Techniques often have strengths and limitations: We'll put lecture 1 into practice via thinking about questionnaire design

Questions/revision from students

  1. What's a good starter paper on enhancing replicability?
  2. What is a good guide to causality and modelling?
      • This is a very readable book on that topic: Shipley, B. (2000). Cause and correlation in biology : a user's guide to path analysis, structural equations, and causal inference. Cambridge, UK ; New York, NY. USA: Cambridge University Press.
  3. What is "superficial validity"?
    • That was a descriptive slide heading about validity in terms of "seeming right" or agreeing with some observer. I changed it to "surface-level" now.
  4. Is content validity to do with the precise content of the questions, whereas criterion validity is sort of making sure you're looking at the relevant outcome?

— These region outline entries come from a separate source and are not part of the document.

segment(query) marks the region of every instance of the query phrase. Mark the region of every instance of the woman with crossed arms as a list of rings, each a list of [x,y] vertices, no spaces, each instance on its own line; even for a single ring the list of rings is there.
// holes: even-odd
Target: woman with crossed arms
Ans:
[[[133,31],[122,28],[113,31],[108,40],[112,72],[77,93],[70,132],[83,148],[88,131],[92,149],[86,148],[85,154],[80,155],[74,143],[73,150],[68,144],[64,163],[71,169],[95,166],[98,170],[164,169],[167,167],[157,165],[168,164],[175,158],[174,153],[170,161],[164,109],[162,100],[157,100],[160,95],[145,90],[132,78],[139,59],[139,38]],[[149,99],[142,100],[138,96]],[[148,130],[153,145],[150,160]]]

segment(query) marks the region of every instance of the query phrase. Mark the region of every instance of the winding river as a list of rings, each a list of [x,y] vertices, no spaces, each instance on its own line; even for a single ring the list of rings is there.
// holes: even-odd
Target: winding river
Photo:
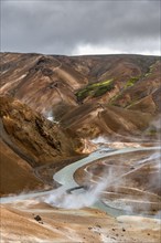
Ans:
[[[63,168],[62,170],[56,172],[53,176],[53,179],[55,181],[57,181],[60,184],[62,184],[60,188],[54,189],[54,190],[50,190],[50,191],[43,191],[43,192],[33,192],[33,193],[6,197],[6,198],[1,198],[0,202],[1,203],[12,203],[12,202],[17,202],[17,201],[21,201],[21,200],[29,200],[29,199],[30,200],[37,199],[40,201],[43,201],[43,200],[45,201],[45,198],[50,197],[51,194],[58,194],[62,192],[66,192],[67,190],[72,189],[72,188],[78,187],[78,184],[75,182],[75,180],[73,178],[73,175],[78,168],[80,168],[89,162],[93,162],[97,159],[105,158],[108,156],[121,155],[121,154],[131,152],[131,151],[157,150],[157,149],[160,149],[160,147],[122,148],[122,149],[118,149],[118,150],[101,148],[97,151],[92,152],[88,157],[80,159],[69,166],[66,166],[65,168]],[[78,191],[79,190],[77,190],[77,192],[74,192],[74,193],[84,193],[85,192],[85,190],[83,190],[83,189],[80,190],[80,192],[78,192]],[[95,201],[95,203],[92,207],[104,210],[105,212],[107,212],[114,216],[122,214],[121,210],[112,209],[112,208],[104,204],[100,200]],[[125,211],[124,211],[124,214],[126,214]]]

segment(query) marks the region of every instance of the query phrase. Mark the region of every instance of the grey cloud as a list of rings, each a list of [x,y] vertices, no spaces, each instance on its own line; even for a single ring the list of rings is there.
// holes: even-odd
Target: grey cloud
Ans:
[[[1,50],[71,54],[83,44],[154,51],[159,1],[2,1]]]

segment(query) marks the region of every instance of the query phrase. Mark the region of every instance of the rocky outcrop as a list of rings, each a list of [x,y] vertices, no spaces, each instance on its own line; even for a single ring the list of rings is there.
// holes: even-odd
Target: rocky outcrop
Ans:
[[[11,97],[0,97],[2,139],[32,167],[76,155],[80,145],[60,125]],[[71,138],[73,136],[73,138]]]

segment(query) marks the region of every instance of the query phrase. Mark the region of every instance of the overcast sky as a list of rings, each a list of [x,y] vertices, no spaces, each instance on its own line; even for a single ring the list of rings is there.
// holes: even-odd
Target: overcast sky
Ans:
[[[1,51],[160,55],[159,0],[1,0]]]

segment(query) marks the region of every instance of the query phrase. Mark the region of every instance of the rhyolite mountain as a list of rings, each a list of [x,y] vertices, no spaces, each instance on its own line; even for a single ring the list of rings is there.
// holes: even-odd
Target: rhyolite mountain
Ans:
[[[1,53],[0,95],[52,114],[78,137],[157,135],[159,56]]]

    • Content validity refers to items seeming (to some observer) to have content that matches the construct being measured. Criterion validity refers to predicting an outcome that (some observers agree) measures the construct. So if higher IQ scores predicted better exam grades, that might count as criterion validity. Another researcher might claim that this is a new discovery: that IQ is related to school. In the end both are true. Which is why I called these surface-level validity in my lecture.

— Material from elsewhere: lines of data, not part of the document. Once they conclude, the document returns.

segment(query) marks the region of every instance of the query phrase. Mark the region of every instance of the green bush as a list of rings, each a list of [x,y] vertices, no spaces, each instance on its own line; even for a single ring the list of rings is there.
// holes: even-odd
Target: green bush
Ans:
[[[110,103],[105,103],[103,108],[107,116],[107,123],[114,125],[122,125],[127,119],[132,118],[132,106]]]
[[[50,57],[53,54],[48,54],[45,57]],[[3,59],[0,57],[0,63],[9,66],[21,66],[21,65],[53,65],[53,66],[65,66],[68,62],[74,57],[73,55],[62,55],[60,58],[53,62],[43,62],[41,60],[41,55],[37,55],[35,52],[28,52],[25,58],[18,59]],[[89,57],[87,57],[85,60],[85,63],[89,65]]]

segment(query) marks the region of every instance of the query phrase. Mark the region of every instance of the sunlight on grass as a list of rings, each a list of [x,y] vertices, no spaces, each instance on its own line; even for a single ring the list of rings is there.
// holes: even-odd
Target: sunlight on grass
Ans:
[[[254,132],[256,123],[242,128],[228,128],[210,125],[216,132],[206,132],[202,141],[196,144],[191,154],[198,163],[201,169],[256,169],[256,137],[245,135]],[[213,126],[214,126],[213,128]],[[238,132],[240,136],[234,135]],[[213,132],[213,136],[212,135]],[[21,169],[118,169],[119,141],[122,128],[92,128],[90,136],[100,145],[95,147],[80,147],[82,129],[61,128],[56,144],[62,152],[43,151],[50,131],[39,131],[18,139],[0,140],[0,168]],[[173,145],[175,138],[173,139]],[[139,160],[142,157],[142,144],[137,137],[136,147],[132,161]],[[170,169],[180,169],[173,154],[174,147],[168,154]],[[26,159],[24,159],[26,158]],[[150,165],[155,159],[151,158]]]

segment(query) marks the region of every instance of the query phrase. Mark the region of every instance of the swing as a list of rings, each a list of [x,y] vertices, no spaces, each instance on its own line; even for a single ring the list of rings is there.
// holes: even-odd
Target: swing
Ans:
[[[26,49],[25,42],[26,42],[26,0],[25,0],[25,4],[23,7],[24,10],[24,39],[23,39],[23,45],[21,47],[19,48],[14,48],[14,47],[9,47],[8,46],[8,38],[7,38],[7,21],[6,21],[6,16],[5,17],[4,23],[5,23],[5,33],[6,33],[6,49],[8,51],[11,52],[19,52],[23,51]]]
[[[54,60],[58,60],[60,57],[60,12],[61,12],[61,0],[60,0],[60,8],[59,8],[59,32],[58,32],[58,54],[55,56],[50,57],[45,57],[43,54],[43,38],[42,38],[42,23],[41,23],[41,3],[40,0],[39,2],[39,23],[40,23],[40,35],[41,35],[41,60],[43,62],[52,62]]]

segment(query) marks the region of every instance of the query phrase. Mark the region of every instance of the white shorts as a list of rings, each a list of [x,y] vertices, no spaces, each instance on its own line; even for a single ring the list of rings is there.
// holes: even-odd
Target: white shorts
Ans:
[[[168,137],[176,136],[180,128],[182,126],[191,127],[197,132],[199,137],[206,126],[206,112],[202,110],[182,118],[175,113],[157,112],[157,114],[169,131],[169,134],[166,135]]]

  5. Is it the case that face validity is separate to content and criterion validity, or is it subsumed by them? As is the case with predictive and concurrent validity?
    • Lots of these terms are, in my opinion a bit like, the old descriptions med schools taught of schizophrenia "hebephrenic" "catatonic". They were descriptive at best, and a substitute for better understanding. That said. Face validity requires only that you or some expert says "that looks right to me". Content validity is clearly very closely linked to this idea. Criterion validity is clearly quite different.

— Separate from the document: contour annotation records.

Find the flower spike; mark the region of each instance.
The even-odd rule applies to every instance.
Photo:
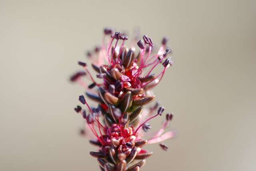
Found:
[[[172,65],[171,59],[167,58],[171,50],[167,48],[166,37],[154,54],[154,43],[147,35],[139,40],[138,35],[132,39],[129,48],[127,42],[130,40],[123,33],[106,28],[103,34],[102,46],[95,46],[87,53],[91,65],[78,62],[84,71],[77,72],[70,78],[70,81],[84,87],[86,97],[97,104],[91,107],[84,95],[79,96],[79,101],[87,107],[78,105],[74,109],[85,121],[80,133],[94,137],[89,142],[98,150],[90,154],[97,158],[101,170],[139,171],[146,159],[153,154],[145,149],[147,144],[160,143],[160,147],[166,151],[168,147],[162,142],[175,135],[172,131],[165,132],[173,113],[167,113],[159,130],[152,132],[149,122],[162,115],[165,108],[159,107],[158,102],[146,107],[156,98],[151,89]],[[153,74],[159,65],[163,66],[162,70]],[[96,72],[96,76],[89,68]],[[150,138],[145,138],[145,135]]]

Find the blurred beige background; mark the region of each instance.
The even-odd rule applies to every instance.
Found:
[[[106,26],[174,52],[155,92],[178,135],[142,171],[256,170],[255,1],[0,1],[0,170],[98,170],[68,78]]]

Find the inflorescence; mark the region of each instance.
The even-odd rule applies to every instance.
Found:
[[[96,82],[86,63],[82,62],[78,64],[84,70],[70,78],[71,81],[86,89],[88,98],[98,103],[96,107],[92,107],[82,95],[78,99],[87,109],[78,105],[74,110],[86,121],[81,134],[92,135],[90,143],[99,147],[98,151],[91,151],[90,154],[98,158],[102,171],[139,171],[145,164],[145,159],[153,154],[142,149],[143,146],[161,143],[174,136],[172,131],[164,133],[172,119],[172,113],[166,115],[158,131],[150,133],[152,127],[148,121],[162,115],[164,108],[159,107],[156,103],[144,109],[155,99],[150,90],[159,83],[167,68],[172,65],[171,59],[167,58],[171,53],[166,47],[168,39],[164,38],[157,53],[153,54],[150,38],[144,35],[143,40],[136,39],[132,39],[129,49],[125,45],[128,39],[126,36],[105,28],[102,45],[96,46],[94,52],[87,54],[97,73],[96,77],[102,81]],[[136,55],[136,46],[138,51]],[[160,64],[162,71],[158,74],[152,74]],[[89,81],[84,80],[84,77]],[[149,138],[143,138],[146,136]],[[160,145],[167,150],[166,145]]]

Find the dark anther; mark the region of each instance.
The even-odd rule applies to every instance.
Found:
[[[82,107],[81,107],[81,106],[78,105],[76,107],[75,107],[74,109],[76,112],[78,113],[82,110]]]
[[[166,45],[168,40],[169,39],[167,37],[164,37],[163,38],[163,40],[162,41],[162,44],[163,45]]]
[[[173,113],[167,113],[166,114],[166,120],[168,121],[170,121],[172,119],[172,117],[173,117]]]
[[[146,123],[143,125],[143,126],[142,126],[142,129],[144,131],[147,132],[148,129],[151,129],[151,126],[149,124],[149,123]]]
[[[71,76],[70,77],[70,81],[72,82],[75,82],[77,79],[82,76],[85,76],[86,73],[83,71],[78,72]]]
[[[92,110],[93,113],[97,113],[97,108],[96,108],[95,107],[92,108]]]
[[[106,78],[106,73],[98,74],[96,75],[96,76],[98,78]]]
[[[147,35],[143,36],[143,38],[144,40],[145,44],[148,44],[149,43],[149,40],[148,39],[148,38]]]
[[[139,41],[137,42],[137,44],[140,47],[141,49],[145,49],[145,46],[144,46],[144,44],[143,42],[141,40],[140,40]]]
[[[153,44],[153,42],[152,42],[152,40],[150,38],[148,38],[148,40],[149,40],[149,42],[148,42],[148,44],[149,46],[151,46],[152,47],[154,47],[154,44]]]
[[[114,35],[112,36],[112,37],[114,38],[117,40],[121,39],[122,36],[122,33],[121,32],[116,32]]]
[[[120,39],[122,40],[128,40],[128,37],[127,36],[122,36]]]
[[[170,52],[171,52],[171,50],[169,48],[167,48],[166,50],[165,50],[165,52],[164,53],[163,56],[164,57],[166,57],[168,54],[169,54]]]
[[[163,112],[164,111],[164,107],[160,107],[158,108],[158,110],[157,111],[157,114],[162,116],[163,114]]]
[[[111,28],[105,28],[104,29],[104,33],[105,34],[112,34],[112,29]]]
[[[170,58],[166,59],[164,62],[163,62],[163,66],[164,67],[167,67],[170,64]]]
[[[84,104],[85,104],[85,99],[84,98],[84,95],[79,95],[79,98],[78,99],[81,103]]]
[[[167,151],[168,149],[168,147],[166,146],[164,144],[161,143],[159,144],[159,145],[160,145],[161,148],[164,151]]]
[[[98,53],[99,52],[100,52],[101,49],[101,47],[99,46],[97,46],[94,48],[94,51],[95,52]]]
[[[95,86],[96,86],[96,83],[92,83],[91,84],[89,85],[88,86],[88,88],[89,88],[89,89],[91,89],[94,87],[95,87]]]
[[[131,142],[125,143],[125,145],[127,147],[132,147],[132,143]]]
[[[86,119],[86,111],[85,110],[83,110],[83,117],[84,119]]]
[[[81,62],[80,61],[78,61],[78,65],[80,65],[81,66],[83,66],[84,67],[87,66],[86,63]]]
[[[80,135],[83,135],[85,134],[85,131],[83,129],[80,129]]]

  6. You have a slide title mentioning "external and internal manifestations of bias". What this was relating to?
    • I changed this to "How might test-bias be visible in data?" which is hopefully more clear.
  7. Could you perhaps clarify the difference between culturally biased and culturally loaded
      • In measurement theory, the idea of bias implies a problem in measurement: the measured result does't accurately reflect the underlying trait we want to measure. So a culturally biased test is one which doesn't measure the same thing in two cultures. A culturally loaded test is one which measures something that is affected by culture. So a test could be culturally loaded but not biased, or not cultural lay loaded, but be biased, or be both culturally loaded and biased.

#You give examples of culturally loaded questions (Edinburgh parks and E=mc^2), stating that the Physics question is lower on bias (presumably because E=mc^2 is more universally known, thus it can be assumed that more people across the globe will recognise this equation as opposed to a question detailing knowledge of Edinburgh parks). Thus, is the Edinburgh park question higher on bias?
* That was what I intended. I think I mentioned that Binet in his testing sought to build items which were either not dependent on experience, or were dependent only on experiences which all subjects could be expected to have had. In that way, he sought to minimise bias. If you define your population within which the test is to be used (say, people born and living in Edinburgh), then a measure of park knowledge would not be biased.

  1. Is bias dependent, then, on the samples of participants you ask?
    • Yes, as stated above, a test bias will only be manifested when groups are tested which differ in some way the test-constructor did not anticipate. For instance, if you discovered that naming Edinburgh parks was a biased item for Taxi drivers in Aberdeen, you could modify the test to use "local parks".